Ruth Rendell cannot write fast enough to satisfy me and her huge legion of loyal fans on both sides of the Atlantic. She is an author who consistently produces riveting mysteries filled with keen psychological insight into the darker side of human nature. Her characters always have depth, never appearing merely as plot devices. Combine these qualities with a superlative literary style and touches of humor and it is easy to see why she has won countless awards for mystery writing. Ruth Rendell is once again in fine form and I have no hesitation in enthusiastically recommending her new novel, The Babes in the Wood.
Avid readers of Ruth Rendell’s books will be thrilled at the return of Chief Inspector Wexford and Inspector Burden, one of the most popular teams in detective fiction. Wexford is the seasoned investigator, rumpled and crusty yet cultured and sharp as a tack when it comes to cracking tough cases. The sartorially elegant Burden, although younger, is more conservative in outlook and is constantly appalled by the moral laxity of today’s youth.

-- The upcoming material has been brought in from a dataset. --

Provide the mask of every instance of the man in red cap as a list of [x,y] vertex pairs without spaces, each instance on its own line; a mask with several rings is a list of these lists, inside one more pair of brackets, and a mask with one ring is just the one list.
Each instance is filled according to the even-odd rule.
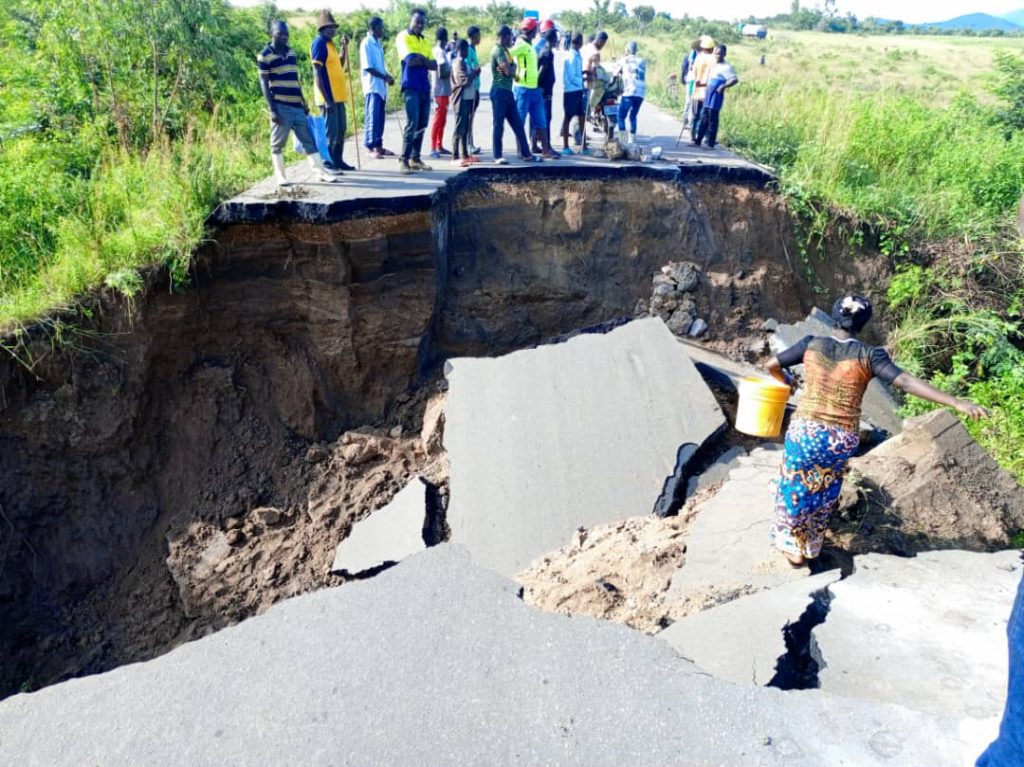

Wexford once again solves a baffling case while simultaneously facing problems in his personal life. In a prologue to the novel, a religious sect performs a strange rite of confession on the grounds of a country estate. The action then moves forward in time and we find Wexford worrying about the rising flood waters that threaten his home after days of torrential rain. While moving books and furniture upstairs, Wexford learns that two teenagers and their babysitter are missing. He begins to investigate, interviewing the hysterical mother who is convinced her son and daughter have been drowned in the floods. The rude and overbearing father, however, seems less worried about their welfare than he is annoyed at the inconvenience to himself. When one of the three turns up dead on a country estate, Wexford delves deeper, discovering the babysitter’s disturbed and violent past, the girl’s troubled relationship with her father and the boy’s involvement in a strange religious cult. His investigation of the case is hampered by witnesses with their own secrets and reasons to lie about what they know. Even when one of the missing turns up safe and sound, the case is no nearer being solved. Wexford’s own family concerns also weigh heavily on his mind, especially his dislike of his divorced daughter’s new lover. For once failing to trust the instincts that serve him so well in his professional life, he refrains from interfering in his daughter’s affairs with disastrous consequences.
It is testament to Ruth Rendell’s skill as a writer that we care just as much about the resolution of Wexford’s family problems as we do about the resolution of the mystery. Yet the mystery itself is intensely satisfying. The solution is obvious only when it is revealed by Wexford, who explains not only whodunit but also why. Ruth Rendell never cheats her readers; all the information, both factual and psychological, is there if we are smart enough to put it all together. I wasn’t, and I’m confident you too will have the same forehead-smacking realization as I did when you reach the end of The Babes in the Wood. And isn’t that, after all, the hallmark of a fine mystery novel?